Programming exercises: Fix image export in combination with tooltip text

[badkeyy]

Checklist

General

• I tested all changes and their related features with all corresponding user types on a test server.
• This is a small issue that I tested locally and was confirmed by another developer on a test server.
• Language: I followed the guidelines for inclusive, diversity-sensitive, and appreciative language.
• I chose a title conforming to the naming conventions for pull requests.

Server

• Important: I implemented the changes with a very good performance and prevented too many (unnecessary) and too complex database calls.
• I strictly followed the principle of data economy for all database calls.
• I strictly followed the server coding and design guidelines.
• I added multiple integration tests (Spring) related to the features (with a high test coverage).
• I added pre-authorization annotations according to the guidelines and checked the course groups for all new REST Calls (security).
• I documented the Java code using JavaDoc style.

Changes affecting Programming Exercises

• High priority: I tested all changes and their related features with all corresponding user types on a test server configured with the integrated lifecycle setup (LocalVC and LocalCI).

Motivation and Context

Fixes #9823

Description

With this PR, the Artemis Server now correctly extracts uploaded images from the markdown of exercises to include them in an exercise export, even when a tooltip text is specified. To achieve this, the code differentiates between two types of image URLs: those with tooltip text and those without. Using RegEx, it adjusts the corresponding substring operations based on the URL type.

Steps for Testing

Prerequisites:

• 1 Instructor
• 1 Programming Exercise

1. Create an exercise
2. Add an image to the exercise description (e.g. by dragging and dropping an image into the text area)
3. Add a tooltip text as described above, e.g. "ShownOnHover"
4. Save the exercise, and download it using the 'Download Exercise' button in the exercise's overview page
5. Unzip it, and look inside the files/ directory.
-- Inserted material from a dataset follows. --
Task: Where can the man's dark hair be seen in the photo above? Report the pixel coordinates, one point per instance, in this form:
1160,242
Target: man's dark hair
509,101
It should contain the image

Testserver States

Note

These badges show the state of the test servers.
Green = Currently available, Red = Currently locked
Click on the badges to get to the test servers.

Review Progress

Performance Review

• I (as a reviewer) confirm that the client changes (in particular related to REST calls and UI responsiveness) are implemented with a very good performance even for very large courses with more than 2000 students.
• I (as a reviewer) confirm that the server changes (in particular related to database calls) are implemented with a very good performance even for very large courses with more than 2000 students.

Code Review

• Code Review 1
• Code Review 2

Manual Tests

• Test 1
• Test 2

Exam Mode Test

• Test 1
• Test 2

Performance Tests

• Test 1
• Test 2

Summary by CodeRabbit

• New Features

  • Enhanced handling of embedded file markdown syntax to support hover text in problem statements.

• Bug Fixes

  • Added logging for export errors when the problem statement is null, improving error tracking.

[coderabbitai]

Walkthrough

The changes introduce a new regex pattern, EMBEDDED_FILE_MARKDOWN_WITH_HOVERTEXT, to enhance the extraction of embedded file paths from markdown syntax that includes hover text. The copyFilesEmbeddedWithMarkdownSyntax method is updated to conditionally extract file paths based on this regex. Additionally, the exportProblemStatementWithEmbeddedFiles method now logs a warning if the problem statement is null. These modifications improve the handling of embedded files and ensure appropriate logging of export errors.

Changes

File Path	Change Summary
src/main/java/de/tum/cit/aet/artemis/exercise/service/ExerciseWithSubmissionsExportService.java	Introduced new regex for embedded file markdown with hover text; updated file path extraction logic; added logging for null problem statements.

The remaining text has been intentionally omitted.